Dije no porque temía un fracaso, para no quedar nuevamente en ridículo ante esa persona conocida por sus críticas envenenadas.
Dije no porque la pereza fue más fuerte en mi jornada que el cariño que debería ofrecer a un familiar o un amigo.
Dije no incluso a Dios, porque la tentación se me hizo muy fácil y porque pensé que la gracia no me ayudaría.
Pero necesito romper con esas negativas que me aprisionan a lo fácil, a lo cómodo, al egoísmo, al pecado; que me encadenan al respeto humano, al miedo, al recuerdo de tantos fracasos del pasado.

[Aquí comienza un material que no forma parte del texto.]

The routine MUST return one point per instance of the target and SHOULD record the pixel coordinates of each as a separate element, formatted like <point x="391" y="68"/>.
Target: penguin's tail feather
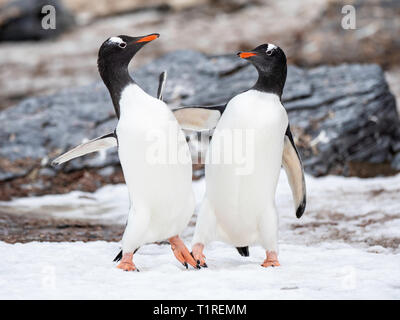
<point x="161" y="84"/>
<point x="104" y="142"/>
<point x="243" y="251"/>
<point x="119" y="255"/>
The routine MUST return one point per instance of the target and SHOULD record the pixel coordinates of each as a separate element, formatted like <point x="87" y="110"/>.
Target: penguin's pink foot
<point x="182" y="253"/>
<point x="271" y="260"/>
<point x="197" y="253"/>
<point x="126" y="263"/>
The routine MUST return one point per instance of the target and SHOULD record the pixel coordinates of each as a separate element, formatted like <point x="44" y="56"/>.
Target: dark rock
<point x="22" y="20"/>
<point x="341" y="116"/>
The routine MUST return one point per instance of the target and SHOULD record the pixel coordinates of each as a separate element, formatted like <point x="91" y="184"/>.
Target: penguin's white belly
<point x="157" y="175"/>
<point x="242" y="192"/>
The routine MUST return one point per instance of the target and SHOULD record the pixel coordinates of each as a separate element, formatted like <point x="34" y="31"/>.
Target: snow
<point x="346" y="246"/>
<point x="86" y="271"/>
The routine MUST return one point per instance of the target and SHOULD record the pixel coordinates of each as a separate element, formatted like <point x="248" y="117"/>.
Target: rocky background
<point x="340" y="95"/>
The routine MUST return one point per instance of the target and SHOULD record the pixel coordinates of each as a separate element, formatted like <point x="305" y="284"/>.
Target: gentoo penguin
<point x="239" y="203"/>
<point x="153" y="152"/>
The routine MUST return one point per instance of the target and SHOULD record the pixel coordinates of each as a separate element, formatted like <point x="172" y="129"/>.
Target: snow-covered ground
<point x="345" y="246"/>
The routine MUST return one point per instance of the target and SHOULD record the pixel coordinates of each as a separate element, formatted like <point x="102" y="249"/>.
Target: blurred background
<point x="341" y="93"/>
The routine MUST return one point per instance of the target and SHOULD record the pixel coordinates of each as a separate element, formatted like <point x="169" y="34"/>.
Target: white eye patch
<point x="116" y="40"/>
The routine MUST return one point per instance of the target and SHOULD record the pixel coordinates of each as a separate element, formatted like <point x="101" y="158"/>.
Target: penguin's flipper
<point x="104" y="142"/>
<point x="243" y="251"/>
<point x="199" y="118"/>
<point x="161" y="84"/>
<point x="294" y="169"/>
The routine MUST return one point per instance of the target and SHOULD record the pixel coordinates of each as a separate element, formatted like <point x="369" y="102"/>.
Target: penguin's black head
<point x="119" y="51"/>
<point x="270" y="62"/>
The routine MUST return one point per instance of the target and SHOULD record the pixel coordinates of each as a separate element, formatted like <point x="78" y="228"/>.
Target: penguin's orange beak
<point x="149" y="38"/>
<point x="245" y="55"/>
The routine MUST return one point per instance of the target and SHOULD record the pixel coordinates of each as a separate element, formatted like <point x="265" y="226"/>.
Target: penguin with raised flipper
<point x="239" y="207"/>
<point x="161" y="195"/>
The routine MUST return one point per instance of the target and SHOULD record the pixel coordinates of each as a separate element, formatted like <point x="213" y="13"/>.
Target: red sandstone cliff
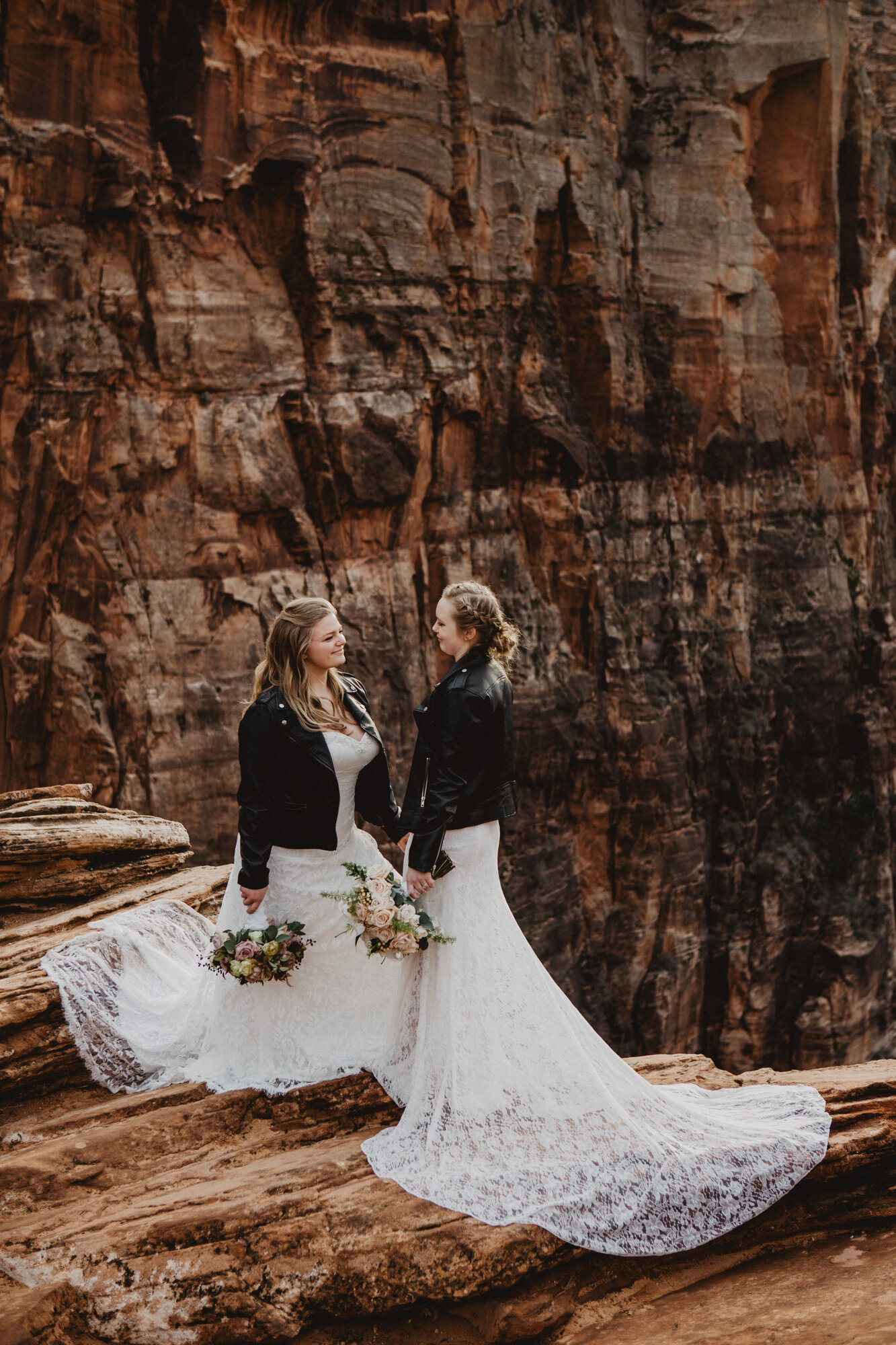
<point x="591" y="299"/>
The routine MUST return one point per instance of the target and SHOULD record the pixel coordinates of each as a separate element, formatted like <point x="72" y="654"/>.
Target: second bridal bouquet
<point x="385" y="918"/>
<point x="257" y="956"/>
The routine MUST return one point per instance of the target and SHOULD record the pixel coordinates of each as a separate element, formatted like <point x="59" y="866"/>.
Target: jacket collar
<point x="478" y="654"/>
<point x="360" y="714"/>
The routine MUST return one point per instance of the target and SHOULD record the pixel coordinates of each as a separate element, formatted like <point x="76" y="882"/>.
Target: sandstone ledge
<point x="240" y="1217"/>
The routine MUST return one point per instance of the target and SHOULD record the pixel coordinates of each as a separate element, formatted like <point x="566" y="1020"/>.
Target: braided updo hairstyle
<point x="477" y="609"/>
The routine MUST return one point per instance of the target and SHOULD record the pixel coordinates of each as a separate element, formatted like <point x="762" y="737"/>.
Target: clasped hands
<point x="417" y="884"/>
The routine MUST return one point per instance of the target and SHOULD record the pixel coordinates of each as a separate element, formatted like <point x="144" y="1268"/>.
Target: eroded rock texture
<point x="591" y="301"/>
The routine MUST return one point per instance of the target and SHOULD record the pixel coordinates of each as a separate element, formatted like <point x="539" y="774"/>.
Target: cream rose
<point x="380" y="887"/>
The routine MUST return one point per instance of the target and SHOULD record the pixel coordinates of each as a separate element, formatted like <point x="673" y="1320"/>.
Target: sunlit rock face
<point x="588" y="301"/>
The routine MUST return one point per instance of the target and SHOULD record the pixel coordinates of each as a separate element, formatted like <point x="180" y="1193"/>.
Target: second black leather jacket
<point x="463" y="767"/>
<point x="288" y="790"/>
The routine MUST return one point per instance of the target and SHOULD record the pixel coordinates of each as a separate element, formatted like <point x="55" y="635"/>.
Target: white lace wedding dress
<point x="145" y="1012"/>
<point x="516" y="1112"/>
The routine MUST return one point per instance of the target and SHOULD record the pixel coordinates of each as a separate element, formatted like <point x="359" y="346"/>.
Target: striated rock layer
<point x="589" y="301"/>
<point x="177" y="1215"/>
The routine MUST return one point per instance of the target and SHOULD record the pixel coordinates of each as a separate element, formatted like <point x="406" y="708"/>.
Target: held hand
<point x="252" y="898"/>
<point x="419" y="883"/>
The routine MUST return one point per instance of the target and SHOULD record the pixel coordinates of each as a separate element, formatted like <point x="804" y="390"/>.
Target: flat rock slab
<point x="239" y="1217"/>
<point x="57" y="848"/>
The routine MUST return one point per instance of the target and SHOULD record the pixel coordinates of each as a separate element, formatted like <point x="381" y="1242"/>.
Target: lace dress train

Necesito, sobre todo, abrirme al horizonte del amor, de la fe, de la esperanza. Porque con Cristo hasta un criminal puede empezar a ser santo, un borracho puede superar su dependencia casi enfermiza, un cobarde puede revestirse de valor, un soberbio puede agachar la cabeza como un manso cordero ante el Hijo del Hombre que supo morir mansamente en el Calvario.

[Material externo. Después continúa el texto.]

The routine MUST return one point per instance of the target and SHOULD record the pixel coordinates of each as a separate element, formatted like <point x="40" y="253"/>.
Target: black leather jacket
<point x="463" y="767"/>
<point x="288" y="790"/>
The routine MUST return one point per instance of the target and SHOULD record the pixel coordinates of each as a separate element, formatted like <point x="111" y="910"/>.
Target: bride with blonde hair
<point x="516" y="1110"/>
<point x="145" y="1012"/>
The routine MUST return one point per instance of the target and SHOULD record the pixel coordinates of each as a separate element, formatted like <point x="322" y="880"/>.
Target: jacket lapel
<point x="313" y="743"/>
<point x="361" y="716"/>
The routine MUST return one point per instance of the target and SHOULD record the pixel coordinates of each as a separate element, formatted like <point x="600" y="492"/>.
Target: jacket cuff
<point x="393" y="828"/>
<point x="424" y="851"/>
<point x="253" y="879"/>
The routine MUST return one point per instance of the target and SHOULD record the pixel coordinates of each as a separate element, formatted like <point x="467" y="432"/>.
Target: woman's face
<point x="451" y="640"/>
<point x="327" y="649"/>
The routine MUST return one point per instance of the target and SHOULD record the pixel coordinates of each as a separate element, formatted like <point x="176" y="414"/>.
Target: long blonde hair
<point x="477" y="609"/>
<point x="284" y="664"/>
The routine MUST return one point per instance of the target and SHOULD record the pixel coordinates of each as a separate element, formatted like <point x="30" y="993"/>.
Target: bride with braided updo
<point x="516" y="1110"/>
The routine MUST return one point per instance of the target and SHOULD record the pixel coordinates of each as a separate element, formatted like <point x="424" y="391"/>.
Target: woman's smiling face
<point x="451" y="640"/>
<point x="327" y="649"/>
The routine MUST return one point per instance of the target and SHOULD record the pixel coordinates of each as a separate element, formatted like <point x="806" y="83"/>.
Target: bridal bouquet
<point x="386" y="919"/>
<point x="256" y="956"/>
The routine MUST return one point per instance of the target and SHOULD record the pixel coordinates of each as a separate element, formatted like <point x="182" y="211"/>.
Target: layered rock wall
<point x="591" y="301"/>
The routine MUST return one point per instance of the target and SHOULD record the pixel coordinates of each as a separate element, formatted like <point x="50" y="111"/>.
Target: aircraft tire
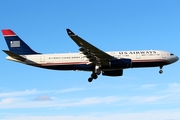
<point x="90" y="79"/>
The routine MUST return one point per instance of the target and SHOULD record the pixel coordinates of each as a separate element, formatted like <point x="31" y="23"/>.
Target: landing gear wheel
<point x="160" y="71"/>
<point x="94" y="76"/>
<point x="90" y="79"/>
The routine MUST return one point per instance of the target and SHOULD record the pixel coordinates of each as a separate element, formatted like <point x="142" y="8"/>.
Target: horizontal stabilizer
<point x="15" y="56"/>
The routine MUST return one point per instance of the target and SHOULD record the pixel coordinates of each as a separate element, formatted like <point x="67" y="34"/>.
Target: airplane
<point x="89" y="57"/>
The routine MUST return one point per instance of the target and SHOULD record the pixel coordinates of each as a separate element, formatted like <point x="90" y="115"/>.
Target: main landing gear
<point x="93" y="76"/>
<point x="161" y="71"/>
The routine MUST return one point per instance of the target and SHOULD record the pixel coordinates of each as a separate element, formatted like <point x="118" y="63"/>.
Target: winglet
<point x="8" y="32"/>
<point x="70" y="33"/>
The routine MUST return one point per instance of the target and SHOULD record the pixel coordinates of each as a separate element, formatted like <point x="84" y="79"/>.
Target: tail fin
<point x="16" y="44"/>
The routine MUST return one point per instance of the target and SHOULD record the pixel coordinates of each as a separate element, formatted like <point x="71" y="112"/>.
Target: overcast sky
<point x="29" y="93"/>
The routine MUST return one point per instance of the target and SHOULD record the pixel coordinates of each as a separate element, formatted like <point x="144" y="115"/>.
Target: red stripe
<point x="8" y="32"/>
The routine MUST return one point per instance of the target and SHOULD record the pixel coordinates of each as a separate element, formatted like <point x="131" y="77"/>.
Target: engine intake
<point x="113" y="73"/>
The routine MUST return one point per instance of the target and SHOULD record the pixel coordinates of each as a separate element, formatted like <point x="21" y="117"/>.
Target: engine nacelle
<point x="113" y="73"/>
<point x="121" y="63"/>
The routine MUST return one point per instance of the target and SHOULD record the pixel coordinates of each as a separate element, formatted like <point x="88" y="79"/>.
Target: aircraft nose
<point x="177" y="58"/>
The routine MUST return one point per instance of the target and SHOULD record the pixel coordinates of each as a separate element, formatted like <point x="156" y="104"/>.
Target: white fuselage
<point x="140" y="58"/>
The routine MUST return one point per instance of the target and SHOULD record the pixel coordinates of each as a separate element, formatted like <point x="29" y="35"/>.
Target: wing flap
<point x="93" y="51"/>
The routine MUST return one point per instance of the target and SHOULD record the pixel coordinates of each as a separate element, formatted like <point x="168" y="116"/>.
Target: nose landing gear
<point x="161" y="71"/>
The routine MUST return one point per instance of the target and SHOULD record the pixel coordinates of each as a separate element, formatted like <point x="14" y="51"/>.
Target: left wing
<point x="94" y="54"/>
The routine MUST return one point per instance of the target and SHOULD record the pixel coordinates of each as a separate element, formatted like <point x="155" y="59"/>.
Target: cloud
<point x="20" y="93"/>
<point x="148" y="86"/>
<point x="148" y="99"/>
<point x="43" y="98"/>
<point x="150" y="115"/>
<point x="69" y="90"/>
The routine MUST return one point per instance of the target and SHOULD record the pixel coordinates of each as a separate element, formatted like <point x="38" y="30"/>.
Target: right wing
<point x="94" y="54"/>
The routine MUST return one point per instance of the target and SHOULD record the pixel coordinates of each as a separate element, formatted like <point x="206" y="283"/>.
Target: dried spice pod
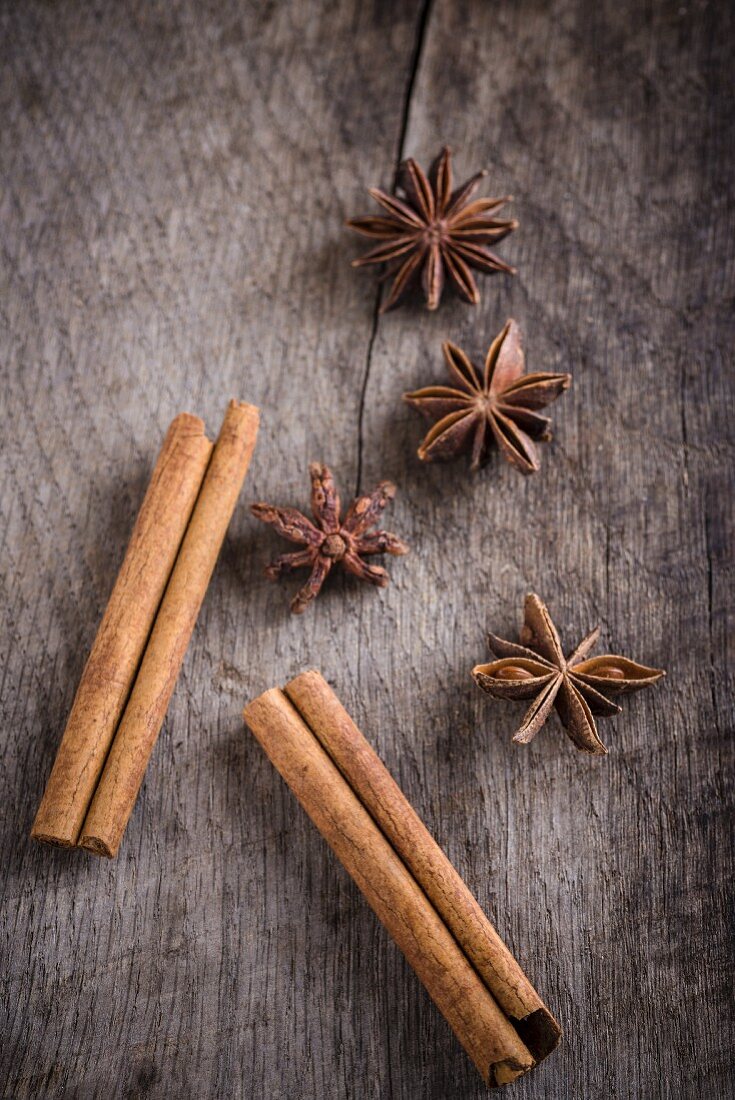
<point x="430" y="232"/>
<point x="329" y="540"/>
<point x="496" y="406"/>
<point x="576" y="688"/>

Hoy tengo entre mis manos unas horas en las que decido mi destino. Si me abro a Dios, si me dejo guiar por su gracia, si confío, seré capaz de dar un sí, y otro, y otro, para ayudar, para perdonar, para acompañar, para cuidar, para servir, para amar.
Aprenderé, entonces, a vivir como el Señor, que supo siempre dar un sí lleno de Amor al Padre y a los hombres. "Porque el Hijo de Dios, Cristo Jesús (...) no fue sí y no; en él no hubo más que sí" (2Co 1,19).